Jul 22, 2008 15:35
It’s been years since I’ve wandered aimlessly around a used bookstore. The realization came, predictably enough, while I was wandering aimlessly around a used bookstore.
It’s a small one, not too far from work and even closer to the place with the hot chocolate. Only three years ago I would often wander around the used bookstore in Mountain View convinced that if I just owned enough books - enough in total, enough in each category - I would know everything I need to know. If I just had Beginning Spanish and Fitness for Dummies and the collected works of Mark Twain, I’d speak Spanish and go to the gym and be witty.
Now I’m selling all my books, trying to own as few as possible. I don’t quite know what that means. Nevertheless, I found myself in the bookstore remembering how it feels to be there. Scanning shelves of well-worn books until something catches the eye -- a familiar name, a funny title. It’s the most relaxing kind of paying attention.
Something did catch my eye. A boring-looking paperback with a baseball player on the cover. I don’t like baseball and don’t know the author, but the book was instantly familiar. I’ve owned it. For a decade, no less. At some point in my childhood I got it; maybe from a free box somewhere or the school library that was always trying to get rid of old books.
I eagerly sank into it, looking for familiar words, looking to be transported into the past. But something went wrong. I had too much reference. I’ve now heard of Joe DiMaggio and I knew what it meant when it described Boston as a town mad for baseball. I understood the big words. It didn’t transport me anywhere. It might as well have been a different book. For all I remember it, it is a different book.
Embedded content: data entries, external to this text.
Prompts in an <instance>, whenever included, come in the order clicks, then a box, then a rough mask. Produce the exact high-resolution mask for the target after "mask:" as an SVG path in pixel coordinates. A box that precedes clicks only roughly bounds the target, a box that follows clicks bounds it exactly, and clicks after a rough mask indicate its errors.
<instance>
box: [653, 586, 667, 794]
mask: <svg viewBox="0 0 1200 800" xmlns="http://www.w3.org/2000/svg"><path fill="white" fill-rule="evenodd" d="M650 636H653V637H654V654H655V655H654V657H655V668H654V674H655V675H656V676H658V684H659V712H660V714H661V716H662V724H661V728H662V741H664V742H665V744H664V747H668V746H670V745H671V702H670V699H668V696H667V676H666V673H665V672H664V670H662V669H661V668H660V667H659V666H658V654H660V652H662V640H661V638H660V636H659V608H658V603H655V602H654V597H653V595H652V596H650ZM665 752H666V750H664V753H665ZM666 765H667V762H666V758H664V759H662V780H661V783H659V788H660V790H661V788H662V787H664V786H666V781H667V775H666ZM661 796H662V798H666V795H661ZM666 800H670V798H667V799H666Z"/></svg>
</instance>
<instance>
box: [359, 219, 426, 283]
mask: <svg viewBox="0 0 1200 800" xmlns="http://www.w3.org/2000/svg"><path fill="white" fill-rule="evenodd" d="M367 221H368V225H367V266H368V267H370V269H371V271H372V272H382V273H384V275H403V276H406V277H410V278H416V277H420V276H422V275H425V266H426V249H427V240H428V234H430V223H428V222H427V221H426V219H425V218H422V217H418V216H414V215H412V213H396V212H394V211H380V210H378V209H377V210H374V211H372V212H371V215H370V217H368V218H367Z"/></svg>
I didn’t buy it. Instead, I walked away wondering what’s changed. Why I don’t remember it, why I don’t want to read it. I was no more interested in baseball when I was younger but now the time to read it is somehow more valuable, somehow not worth it. Why did reading a book I only half understood about a subject I don’t care about make sense when I was eleven but not nowadays when I might actually get it? I don’t think it’s about having a job or the ability to buy other books or even having a more clear set of preferences. It’s about curiosity I no longer have.
At least I’m going to go back to the bookstore. After all, I only got to the Bs.